The bill would allow patients to sue their health plans in state courts for damages if they are harmed by the denial of treatment. Most Democrats and a group of some two dozen Republicans, including several doctors and dentists, support the bill, which GOP leaders say stands a good chance of passing.
The Norwood-Dingell measure must withstand challenges from amendments and two other weaker Republican bills. All the bills offer enhanced patient guarantees of emergency care and independent, external appeals options when care is denied - a right experts say will have greater impact than the right to sue.
"There is little question it is better to [appeal and] resolve the problems up front, rather than ... suing after the fact," says Larry Levitt at Kaiser Family Foundation in Menlo Park, Calif.

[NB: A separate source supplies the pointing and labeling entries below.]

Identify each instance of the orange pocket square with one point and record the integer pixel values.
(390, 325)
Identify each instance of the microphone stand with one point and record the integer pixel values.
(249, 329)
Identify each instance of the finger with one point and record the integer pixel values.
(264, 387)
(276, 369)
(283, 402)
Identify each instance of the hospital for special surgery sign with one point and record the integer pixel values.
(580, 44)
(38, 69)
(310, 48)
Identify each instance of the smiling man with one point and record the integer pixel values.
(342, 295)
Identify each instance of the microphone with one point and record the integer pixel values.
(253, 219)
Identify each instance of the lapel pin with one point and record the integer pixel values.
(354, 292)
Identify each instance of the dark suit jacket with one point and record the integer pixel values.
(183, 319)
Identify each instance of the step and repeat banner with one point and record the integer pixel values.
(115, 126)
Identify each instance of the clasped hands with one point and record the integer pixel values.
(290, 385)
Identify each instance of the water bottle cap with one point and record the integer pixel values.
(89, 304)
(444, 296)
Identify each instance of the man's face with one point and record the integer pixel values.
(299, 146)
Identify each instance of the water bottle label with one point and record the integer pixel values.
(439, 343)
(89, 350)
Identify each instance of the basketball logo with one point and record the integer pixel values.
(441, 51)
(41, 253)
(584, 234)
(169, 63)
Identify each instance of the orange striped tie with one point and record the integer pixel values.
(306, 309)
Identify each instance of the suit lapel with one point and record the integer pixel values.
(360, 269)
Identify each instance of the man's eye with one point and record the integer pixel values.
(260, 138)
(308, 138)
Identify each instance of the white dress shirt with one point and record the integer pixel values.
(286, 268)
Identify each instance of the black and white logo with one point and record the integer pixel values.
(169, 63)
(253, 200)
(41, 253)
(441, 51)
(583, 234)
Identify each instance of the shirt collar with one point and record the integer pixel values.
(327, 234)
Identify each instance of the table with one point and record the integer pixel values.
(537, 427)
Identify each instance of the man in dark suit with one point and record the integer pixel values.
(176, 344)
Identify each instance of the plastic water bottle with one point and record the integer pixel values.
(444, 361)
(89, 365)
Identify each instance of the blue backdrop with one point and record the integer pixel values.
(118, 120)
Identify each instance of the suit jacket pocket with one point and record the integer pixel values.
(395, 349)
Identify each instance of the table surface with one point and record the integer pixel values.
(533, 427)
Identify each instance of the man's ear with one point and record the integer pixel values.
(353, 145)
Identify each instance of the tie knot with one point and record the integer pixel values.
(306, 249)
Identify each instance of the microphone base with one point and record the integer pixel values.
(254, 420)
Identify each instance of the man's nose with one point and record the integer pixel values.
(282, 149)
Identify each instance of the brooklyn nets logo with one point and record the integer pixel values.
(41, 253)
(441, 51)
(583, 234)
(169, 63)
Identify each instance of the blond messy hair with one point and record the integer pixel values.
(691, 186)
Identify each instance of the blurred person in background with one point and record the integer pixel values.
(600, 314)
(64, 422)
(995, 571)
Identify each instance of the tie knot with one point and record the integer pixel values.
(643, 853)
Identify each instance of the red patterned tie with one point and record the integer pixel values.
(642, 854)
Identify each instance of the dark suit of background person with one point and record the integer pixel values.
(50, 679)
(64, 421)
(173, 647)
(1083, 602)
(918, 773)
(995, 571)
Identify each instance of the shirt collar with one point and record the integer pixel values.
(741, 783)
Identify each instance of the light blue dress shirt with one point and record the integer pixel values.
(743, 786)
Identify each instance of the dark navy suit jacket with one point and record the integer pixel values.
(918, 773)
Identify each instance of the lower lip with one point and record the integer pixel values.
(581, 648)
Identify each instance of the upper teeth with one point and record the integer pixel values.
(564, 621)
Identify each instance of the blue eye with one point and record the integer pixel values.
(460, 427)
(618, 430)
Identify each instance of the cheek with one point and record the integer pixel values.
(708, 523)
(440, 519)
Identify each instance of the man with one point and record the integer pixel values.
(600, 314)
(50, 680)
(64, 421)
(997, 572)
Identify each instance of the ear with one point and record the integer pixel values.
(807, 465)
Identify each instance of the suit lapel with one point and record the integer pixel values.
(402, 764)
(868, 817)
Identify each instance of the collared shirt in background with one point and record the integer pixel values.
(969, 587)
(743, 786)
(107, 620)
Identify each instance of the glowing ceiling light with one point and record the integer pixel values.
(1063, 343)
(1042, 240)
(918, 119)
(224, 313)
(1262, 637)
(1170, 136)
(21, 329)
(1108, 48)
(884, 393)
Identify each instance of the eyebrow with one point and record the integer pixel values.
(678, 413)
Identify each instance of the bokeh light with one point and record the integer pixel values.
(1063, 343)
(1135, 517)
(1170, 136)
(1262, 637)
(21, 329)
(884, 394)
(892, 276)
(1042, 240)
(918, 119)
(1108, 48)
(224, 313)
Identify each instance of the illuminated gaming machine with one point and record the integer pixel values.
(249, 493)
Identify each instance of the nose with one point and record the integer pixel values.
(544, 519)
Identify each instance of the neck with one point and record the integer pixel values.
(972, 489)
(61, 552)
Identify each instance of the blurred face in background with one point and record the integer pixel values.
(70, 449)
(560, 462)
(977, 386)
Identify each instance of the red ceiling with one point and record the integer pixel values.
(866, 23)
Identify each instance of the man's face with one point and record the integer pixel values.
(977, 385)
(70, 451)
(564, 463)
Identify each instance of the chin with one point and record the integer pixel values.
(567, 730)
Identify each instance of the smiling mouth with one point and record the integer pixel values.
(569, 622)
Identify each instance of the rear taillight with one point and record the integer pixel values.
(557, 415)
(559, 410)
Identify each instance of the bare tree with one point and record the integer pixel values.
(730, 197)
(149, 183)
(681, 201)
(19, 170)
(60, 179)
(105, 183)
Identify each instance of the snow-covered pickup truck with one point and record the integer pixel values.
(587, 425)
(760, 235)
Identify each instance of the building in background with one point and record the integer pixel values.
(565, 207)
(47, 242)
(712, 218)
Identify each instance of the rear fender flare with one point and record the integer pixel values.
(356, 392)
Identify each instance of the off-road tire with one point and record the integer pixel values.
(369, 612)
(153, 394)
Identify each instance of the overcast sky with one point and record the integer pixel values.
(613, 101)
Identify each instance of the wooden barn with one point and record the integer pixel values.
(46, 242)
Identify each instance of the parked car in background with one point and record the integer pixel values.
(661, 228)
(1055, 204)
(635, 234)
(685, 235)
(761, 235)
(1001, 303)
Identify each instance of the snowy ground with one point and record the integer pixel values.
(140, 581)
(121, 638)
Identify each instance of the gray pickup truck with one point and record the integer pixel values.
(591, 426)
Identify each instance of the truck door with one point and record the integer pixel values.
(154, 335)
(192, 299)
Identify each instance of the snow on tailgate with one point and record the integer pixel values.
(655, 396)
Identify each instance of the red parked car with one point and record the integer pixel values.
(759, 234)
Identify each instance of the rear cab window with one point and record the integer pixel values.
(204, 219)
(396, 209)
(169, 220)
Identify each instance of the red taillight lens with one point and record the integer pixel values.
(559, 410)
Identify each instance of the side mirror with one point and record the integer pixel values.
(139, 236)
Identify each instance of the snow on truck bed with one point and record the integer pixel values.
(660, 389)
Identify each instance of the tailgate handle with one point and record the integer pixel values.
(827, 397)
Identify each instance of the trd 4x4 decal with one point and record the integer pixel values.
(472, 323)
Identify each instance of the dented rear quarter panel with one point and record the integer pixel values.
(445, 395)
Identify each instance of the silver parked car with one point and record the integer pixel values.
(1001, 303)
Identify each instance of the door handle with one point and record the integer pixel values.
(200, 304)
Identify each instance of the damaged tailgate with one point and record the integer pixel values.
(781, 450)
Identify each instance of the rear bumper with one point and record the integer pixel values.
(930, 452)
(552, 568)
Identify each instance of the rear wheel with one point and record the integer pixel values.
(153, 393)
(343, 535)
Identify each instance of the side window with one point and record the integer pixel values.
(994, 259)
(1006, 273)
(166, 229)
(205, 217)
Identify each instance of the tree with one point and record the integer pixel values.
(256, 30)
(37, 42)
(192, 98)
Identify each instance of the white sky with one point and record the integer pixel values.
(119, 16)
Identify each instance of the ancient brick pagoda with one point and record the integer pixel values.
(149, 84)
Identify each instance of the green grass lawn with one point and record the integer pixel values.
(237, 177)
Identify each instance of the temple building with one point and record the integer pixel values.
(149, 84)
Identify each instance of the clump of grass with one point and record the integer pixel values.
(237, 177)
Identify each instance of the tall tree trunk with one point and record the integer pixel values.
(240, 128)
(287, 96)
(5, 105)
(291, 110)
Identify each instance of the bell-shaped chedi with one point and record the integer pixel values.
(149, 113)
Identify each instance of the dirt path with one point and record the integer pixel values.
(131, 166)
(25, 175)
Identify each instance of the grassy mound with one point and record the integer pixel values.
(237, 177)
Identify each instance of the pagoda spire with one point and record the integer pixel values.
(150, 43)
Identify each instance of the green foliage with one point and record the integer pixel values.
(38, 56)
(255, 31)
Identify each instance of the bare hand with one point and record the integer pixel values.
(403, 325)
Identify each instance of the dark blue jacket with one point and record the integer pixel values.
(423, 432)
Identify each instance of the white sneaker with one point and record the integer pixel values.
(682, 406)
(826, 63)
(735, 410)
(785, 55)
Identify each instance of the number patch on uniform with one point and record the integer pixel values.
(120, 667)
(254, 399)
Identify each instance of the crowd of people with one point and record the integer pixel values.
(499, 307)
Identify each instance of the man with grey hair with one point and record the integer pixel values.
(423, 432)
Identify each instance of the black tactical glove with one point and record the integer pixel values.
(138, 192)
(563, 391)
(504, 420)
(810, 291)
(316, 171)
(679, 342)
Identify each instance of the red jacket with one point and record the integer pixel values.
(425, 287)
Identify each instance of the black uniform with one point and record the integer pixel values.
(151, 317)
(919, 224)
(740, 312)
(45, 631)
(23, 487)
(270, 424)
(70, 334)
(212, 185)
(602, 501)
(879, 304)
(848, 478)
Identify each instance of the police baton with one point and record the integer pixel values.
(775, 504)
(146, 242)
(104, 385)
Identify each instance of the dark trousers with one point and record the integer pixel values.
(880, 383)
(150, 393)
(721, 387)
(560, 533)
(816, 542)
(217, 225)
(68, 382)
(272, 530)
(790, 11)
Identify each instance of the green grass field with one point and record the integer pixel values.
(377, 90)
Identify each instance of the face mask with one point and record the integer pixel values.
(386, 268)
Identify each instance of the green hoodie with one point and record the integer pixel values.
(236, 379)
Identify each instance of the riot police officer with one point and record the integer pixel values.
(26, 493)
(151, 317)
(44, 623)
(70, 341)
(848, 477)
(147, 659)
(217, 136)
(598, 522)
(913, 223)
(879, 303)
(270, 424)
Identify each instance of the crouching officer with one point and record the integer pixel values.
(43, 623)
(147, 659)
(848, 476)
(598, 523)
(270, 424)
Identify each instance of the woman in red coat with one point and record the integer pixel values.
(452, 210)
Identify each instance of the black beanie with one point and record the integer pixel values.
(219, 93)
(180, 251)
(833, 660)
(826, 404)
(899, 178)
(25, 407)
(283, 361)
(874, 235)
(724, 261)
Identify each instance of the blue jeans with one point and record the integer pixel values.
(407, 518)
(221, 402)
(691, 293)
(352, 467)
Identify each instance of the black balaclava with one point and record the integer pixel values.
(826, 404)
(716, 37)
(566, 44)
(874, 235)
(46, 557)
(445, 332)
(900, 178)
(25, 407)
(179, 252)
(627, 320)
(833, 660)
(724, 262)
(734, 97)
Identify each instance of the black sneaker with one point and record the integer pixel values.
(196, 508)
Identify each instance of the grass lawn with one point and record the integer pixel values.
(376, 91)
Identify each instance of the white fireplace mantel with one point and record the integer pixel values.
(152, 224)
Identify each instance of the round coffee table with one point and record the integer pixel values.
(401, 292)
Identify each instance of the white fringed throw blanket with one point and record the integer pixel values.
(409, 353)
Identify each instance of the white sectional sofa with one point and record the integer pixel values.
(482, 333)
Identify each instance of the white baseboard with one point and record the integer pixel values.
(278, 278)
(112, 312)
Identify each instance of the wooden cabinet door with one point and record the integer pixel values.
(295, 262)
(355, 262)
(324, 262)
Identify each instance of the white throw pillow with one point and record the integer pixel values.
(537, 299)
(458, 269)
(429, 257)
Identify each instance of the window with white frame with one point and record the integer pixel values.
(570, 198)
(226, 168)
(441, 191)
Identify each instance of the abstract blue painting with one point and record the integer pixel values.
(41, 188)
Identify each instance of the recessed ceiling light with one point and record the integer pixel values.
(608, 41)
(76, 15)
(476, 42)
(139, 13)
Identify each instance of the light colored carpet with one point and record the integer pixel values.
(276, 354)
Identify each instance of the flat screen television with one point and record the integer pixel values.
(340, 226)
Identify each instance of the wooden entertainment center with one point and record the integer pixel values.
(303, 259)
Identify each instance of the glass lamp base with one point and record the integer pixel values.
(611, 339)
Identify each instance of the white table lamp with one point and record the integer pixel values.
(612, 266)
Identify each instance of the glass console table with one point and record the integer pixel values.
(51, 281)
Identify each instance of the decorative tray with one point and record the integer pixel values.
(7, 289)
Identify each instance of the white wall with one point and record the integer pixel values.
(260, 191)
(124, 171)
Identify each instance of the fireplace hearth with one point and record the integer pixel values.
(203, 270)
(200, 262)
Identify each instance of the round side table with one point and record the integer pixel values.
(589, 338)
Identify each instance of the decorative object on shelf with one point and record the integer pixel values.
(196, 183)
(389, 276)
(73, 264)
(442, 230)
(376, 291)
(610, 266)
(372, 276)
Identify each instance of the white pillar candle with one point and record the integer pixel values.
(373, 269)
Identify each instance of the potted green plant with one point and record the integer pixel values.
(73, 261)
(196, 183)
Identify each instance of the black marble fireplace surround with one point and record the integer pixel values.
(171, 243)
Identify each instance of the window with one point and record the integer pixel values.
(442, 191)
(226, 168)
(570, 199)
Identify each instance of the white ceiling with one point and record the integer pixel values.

Still, proponents of the right to sue for damages, including many physician groups, say it is vital to give teeth to an appeals process and ensure accountability. "Health plans now have every incentive to delay and ... deny," says Ronald Pollack of the Families USA Foundation, a consumer-advocacy group in Washington.
Many Republicans, joined by the managed-care industry and employers - who worry about a possible flood of expensive litigation - argue that the right to sue will increase costs and limit availability of health coverage while doing little to improve quality. "The threat of litigation as a quality measure has been very poor," says Gail Wilensky, a former health adviser to President Bush. Even without federal legislation, trial lawyers have increasingly targeted HMOs in recent years.